Le Magicien tient bon, le Guerrier, de l’autre côté du puits ne peut rien faire. A bout de forces, la sublime sorcière lâche la corde et tombe au fond du puits.

La corde était très solide, mais trop courte. Le Sorcier, malgré toute sa force n’ pas tenu assez longtemps.

Le Guerrier saisit la corde et la remonte. Il est fort et actif. Il entreprend de défaire la corde pour l’allonger et ainsi atteindre le fonds du puits pour remonter cette femme talentueuse.

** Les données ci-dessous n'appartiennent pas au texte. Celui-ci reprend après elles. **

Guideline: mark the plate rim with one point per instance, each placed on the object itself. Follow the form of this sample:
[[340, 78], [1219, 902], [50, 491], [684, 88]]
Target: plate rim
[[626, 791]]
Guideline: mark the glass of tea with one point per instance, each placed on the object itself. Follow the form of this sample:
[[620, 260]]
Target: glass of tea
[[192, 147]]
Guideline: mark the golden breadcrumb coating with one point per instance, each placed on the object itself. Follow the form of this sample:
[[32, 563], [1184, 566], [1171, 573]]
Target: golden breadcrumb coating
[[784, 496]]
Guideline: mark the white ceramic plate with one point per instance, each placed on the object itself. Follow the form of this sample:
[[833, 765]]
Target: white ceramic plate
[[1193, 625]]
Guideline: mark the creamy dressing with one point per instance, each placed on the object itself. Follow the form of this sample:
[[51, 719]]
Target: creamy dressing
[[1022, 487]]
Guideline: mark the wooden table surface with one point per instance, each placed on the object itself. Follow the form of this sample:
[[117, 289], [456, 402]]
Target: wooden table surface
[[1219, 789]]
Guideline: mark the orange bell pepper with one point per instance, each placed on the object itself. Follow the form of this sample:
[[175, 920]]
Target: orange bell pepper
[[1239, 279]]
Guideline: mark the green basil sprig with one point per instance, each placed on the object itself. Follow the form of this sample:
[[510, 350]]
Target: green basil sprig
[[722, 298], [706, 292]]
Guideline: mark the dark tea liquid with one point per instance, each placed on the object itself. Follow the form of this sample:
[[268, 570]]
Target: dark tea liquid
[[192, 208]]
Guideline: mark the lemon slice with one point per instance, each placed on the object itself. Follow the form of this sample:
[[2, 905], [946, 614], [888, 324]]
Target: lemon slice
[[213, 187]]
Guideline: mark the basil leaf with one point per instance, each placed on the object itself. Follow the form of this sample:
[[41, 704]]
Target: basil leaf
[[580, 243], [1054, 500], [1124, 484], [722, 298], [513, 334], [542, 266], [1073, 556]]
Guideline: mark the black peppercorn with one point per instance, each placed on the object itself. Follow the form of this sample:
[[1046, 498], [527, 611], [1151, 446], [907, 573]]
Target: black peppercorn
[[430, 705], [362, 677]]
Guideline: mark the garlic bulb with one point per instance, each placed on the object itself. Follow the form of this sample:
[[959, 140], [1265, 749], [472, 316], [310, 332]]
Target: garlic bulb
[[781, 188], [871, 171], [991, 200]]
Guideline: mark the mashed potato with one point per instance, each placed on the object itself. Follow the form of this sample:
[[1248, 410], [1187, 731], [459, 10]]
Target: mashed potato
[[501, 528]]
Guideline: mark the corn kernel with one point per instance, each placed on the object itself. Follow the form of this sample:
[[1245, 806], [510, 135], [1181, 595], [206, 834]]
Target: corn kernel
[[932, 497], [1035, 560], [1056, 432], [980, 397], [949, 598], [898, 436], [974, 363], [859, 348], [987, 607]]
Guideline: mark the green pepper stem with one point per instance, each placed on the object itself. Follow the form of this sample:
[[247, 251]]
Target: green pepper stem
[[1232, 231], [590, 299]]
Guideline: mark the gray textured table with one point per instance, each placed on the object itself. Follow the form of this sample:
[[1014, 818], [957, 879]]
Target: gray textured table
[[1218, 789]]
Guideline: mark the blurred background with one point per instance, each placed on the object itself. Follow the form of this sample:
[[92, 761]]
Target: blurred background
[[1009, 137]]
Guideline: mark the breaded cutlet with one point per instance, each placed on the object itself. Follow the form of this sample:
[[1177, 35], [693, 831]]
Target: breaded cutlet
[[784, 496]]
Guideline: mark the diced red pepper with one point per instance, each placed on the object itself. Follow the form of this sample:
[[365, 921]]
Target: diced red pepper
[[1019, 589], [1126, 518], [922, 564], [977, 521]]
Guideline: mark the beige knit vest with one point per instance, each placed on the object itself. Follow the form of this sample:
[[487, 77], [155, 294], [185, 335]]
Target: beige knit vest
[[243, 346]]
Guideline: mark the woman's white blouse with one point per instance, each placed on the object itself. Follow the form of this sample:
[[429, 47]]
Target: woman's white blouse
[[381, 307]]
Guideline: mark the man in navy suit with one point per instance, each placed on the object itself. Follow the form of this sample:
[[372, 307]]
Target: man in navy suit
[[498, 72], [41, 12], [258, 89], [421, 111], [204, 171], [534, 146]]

Assis au bord du puits, il la rassure, lui montre la corde bientôt défaite, lui parle de son plaisir de l’obscurité et de la fraîcheur qui règne dans ce puits.

 Pendant ce temps, le Magicien fait apparaître un immense tas de terre blanche et la jette en pluie au fond du puits. La sorcière est sidérée : le magicien va l’ensevelir ! A chaque pelletée de terre qui tombe au fond du puits, elle entend la voix intérieure du Magicien : « C’est pour ton bien, » lui dit-il.

Elle ne peut y croire et à chaque fois, elle se secoue de cette terre, piétine de colère ; le Magicien lui fait peur.

Le Guerrier envoie la corde dédoublée jusqu’au sorcier : elle est assez longue ! La sorcière s’attache et le Guerrier commence à la remonter. La corde serre mais les paroles, la proximité du guerrier sont rassurantes.

Mais la corde n’est plus celle que tenait le magicien, elle est plus fine, moins résistante, elle s’effiloche, casse et la sorcière blanche retombe dans le gouffre obscur, seuls ses cheveux blonds forment un halo de lumière.

Le Guerrier est tenace et sa force reste intacte. Il remonte les brins afin de les assembler pour une nouvelle tentative.

 Pendant ce temps, lentement, le Magicien continue son œuvre : la belle terre blanche descend inexorablement dans le puits accompagnée de ces mots : « C’est pour ton bien. » La Sorcière refuse toujours cette idée, secoue la tête, s’ébroue, tourne sa colère contre le Magicien et tape plus fort du pied.

 La corde du Guerrier redescend, elle s’attache mais après quelques mètres parcourus, le lien cède encore. Le Guerrier n’interrompt pas ses efforts, il reste là, fabrique de nouveaux nœuds plus solides. En même temps, il la rassure : « l’obscurité est douce, la lumière du dehors est trop éblouissante. »

 La terre continue de tomber au grand désarroi de cette femme valeureuse qui reste stupéfaite par le comportement du Magicien ; elle en a encore plus peur.

Par chance, la corde arrive une troisième fois. Elle serre très fort, elle est proche d’étouffer. elle se sent tiré vers le haut mais la corde casse encore, tout près de la surface.

 Pourtant, la Sublime Sorcière ne chute presque pas.

Depuis qu’elle se secoue pour éviter la terre, depuis qu’elle manifeste son mécontentement en tapant des pieds, la belle terre blanche s’est amoncelée et tassée dans le puits : elle sent déjà la brise du dehors lui caresser les cheveux !

Les paroles du Magicien prennent alors tout leur sens : « C’est pour ton bien. » Encore quelques poignées de cette belle terre blanche, encore des mots vrais et d’un geste gracieux et la femme de talents sort du puits.

Riche d’une nouvelle vérité, lavée par cette terre blanche, baigné de lumière, elle reprend sa route, sa véritable direction, gardant un peu de terre dans sa main.